Walk-Forward-Optimierung
Die ehrliche Version von Optimierung. Auf Vergangenheit trainieren, auf nächstem Fenster testen, weiterrollen, wiederholen.
Was es ist
Eine Walk-Forward-Optimierung (WFO) teilt historische Daten in N aufeinanderfolgende Folds. In jedem Fold sucht ein In-Sample-Fenster (IS) die besten Parameter, und das direkt darauffolgende Out-of-Sample-Fenster (OOS) misst, wie sich diese Parameter auf Daten verhalten, die der Optimizer nie gesehen hat. Wiederhole das für jeden Fold; die zusammengefügten OOS-Ergebnisse sind das, worauf du dich verlässt.
Warum es wichtig ist
Einzel-Backtests belohnen Curve-Fitting. Eine Strategie, die 4× auf einem einzigen 2-Jahres-Fenster zurückgibt, hat meist nur zufällig die richtige Form für dieses Fenster. WFO zerstört das meiste dieser Illusion — wenn eine Strategie das Re-Optimieren auf rollenden Fenstern nicht übersteht, sollte sie nicht live laufen.
Wie Noon Barbari es macht
- Rolling-Window-Splitter mit konfigurierbaren IS-/OOS-Größen — Default 60 Tage IS, 30 Tage OOS.

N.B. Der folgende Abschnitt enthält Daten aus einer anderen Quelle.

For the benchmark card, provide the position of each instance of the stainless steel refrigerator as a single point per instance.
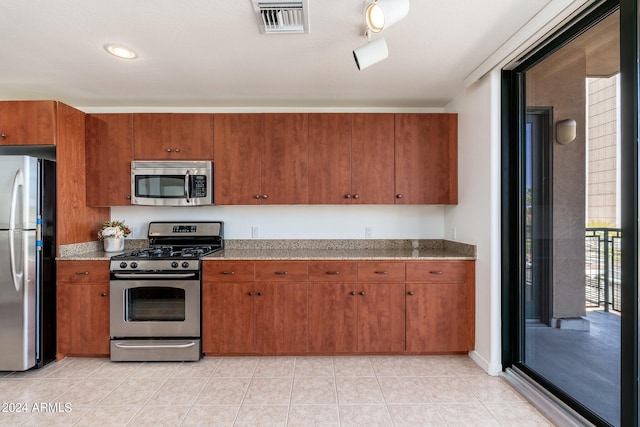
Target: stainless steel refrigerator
(27, 262)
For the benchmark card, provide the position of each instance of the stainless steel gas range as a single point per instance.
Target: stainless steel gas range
(155, 293)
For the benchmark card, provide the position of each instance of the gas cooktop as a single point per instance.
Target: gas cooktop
(173, 247)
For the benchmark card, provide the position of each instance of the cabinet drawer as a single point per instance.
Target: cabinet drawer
(437, 272)
(333, 271)
(381, 272)
(82, 271)
(228, 271)
(282, 271)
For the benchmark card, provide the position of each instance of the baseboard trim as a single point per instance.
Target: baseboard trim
(549, 405)
(491, 369)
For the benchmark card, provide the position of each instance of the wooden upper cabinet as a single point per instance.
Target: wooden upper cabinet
(28, 122)
(173, 136)
(426, 158)
(76, 221)
(238, 155)
(109, 142)
(372, 159)
(330, 159)
(285, 159)
(351, 158)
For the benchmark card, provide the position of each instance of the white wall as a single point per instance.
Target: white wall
(476, 218)
(300, 222)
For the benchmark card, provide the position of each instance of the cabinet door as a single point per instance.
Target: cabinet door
(109, 142)
(27, 122)
(281, 318)
(237, 154)
(330, 158)
(333, 318)
(437, 317)
(76, 222)
(426, 155)
(381, 314)
(173, 136)
(83, 319)
(372, 159)
(285, 159)
(227, 318)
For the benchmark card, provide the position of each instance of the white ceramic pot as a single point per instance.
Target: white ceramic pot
(113, 244)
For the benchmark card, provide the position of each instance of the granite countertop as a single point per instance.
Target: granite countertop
(304, 250)
(337, 254)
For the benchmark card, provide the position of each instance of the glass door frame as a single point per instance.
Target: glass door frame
(513, 158)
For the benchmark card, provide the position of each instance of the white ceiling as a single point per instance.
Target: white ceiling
(210, 53)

- Optuna-basierte Parametersuche pro Fold mit N Trials (Default 50). Alle Suchräume werden im Strategy-YAML deklariert.
- Pro-Fold-OOS-Metriken werden zu einem Robustheits-Score aggregiert, der Konsistenz höher gewichtet als Peak-Rendite.

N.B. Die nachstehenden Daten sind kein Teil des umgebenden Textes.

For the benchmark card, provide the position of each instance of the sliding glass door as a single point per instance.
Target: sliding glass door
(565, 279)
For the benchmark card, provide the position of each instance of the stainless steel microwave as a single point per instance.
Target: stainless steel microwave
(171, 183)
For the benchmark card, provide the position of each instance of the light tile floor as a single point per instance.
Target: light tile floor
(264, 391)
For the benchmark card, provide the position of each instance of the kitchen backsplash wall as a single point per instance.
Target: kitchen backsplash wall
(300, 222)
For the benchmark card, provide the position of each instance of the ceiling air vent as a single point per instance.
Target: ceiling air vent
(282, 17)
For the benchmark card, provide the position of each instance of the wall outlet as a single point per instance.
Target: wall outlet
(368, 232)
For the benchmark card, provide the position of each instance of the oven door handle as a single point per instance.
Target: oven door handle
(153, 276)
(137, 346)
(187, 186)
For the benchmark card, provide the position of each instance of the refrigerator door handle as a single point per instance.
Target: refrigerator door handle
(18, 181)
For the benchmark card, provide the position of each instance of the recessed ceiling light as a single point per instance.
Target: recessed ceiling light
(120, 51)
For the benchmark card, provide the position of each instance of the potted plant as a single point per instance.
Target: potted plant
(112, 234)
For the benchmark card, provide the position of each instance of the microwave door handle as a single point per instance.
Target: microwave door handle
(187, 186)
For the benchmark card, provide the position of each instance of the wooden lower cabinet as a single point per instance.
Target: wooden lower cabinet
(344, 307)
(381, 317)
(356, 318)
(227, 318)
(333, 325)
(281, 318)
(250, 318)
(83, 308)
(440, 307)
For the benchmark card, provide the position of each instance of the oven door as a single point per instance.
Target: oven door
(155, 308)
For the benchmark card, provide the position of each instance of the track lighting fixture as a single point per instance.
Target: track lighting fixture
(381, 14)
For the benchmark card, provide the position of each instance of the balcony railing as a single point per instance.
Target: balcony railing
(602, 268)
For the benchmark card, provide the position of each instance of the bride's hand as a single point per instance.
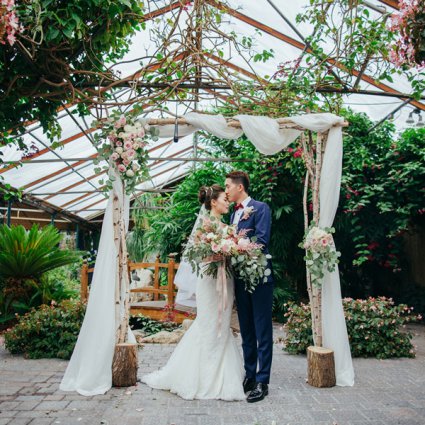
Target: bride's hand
(214, 258)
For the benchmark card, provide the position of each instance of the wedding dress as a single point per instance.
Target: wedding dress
(206, 364)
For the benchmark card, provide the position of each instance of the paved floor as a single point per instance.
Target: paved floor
(387, 392)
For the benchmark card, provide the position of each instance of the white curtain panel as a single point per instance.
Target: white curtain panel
(89, 371)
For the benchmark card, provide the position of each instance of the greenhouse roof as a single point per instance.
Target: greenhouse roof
(60, 177)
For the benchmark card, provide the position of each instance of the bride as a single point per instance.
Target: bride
(206, 364)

- Stresstests wenden Slippage-Schocks, Fill-Ablehnungen und regime-geshuffelte Preisreihen auf das OOS-Replay an.
Robustheits-Score
Eine einzelne Zahl in [0, 1], die zusammenfasst, wie gut sich eine Strategie walk-forward verhalten hat. >0,6 = Paper-Trading wert; <0,4 = curve-fit; dazwischen = mehr Folds laufen lassen. Die Aufschlüsselung — Renditekonsistenz, Drawdown-Stabilität, Hitrate-Varianz — steckt im WFO-Report.
Wann vertrauen
Nach mindestens 6 Folds mit OOS-Robustheit > 0,5 und keinem Fold schlechter als -10 % Rendite. Wenn ein einzelner Fold blow-up macht, ist die Strategie nicht so robust, wie der Aggregat-Score suggeriert.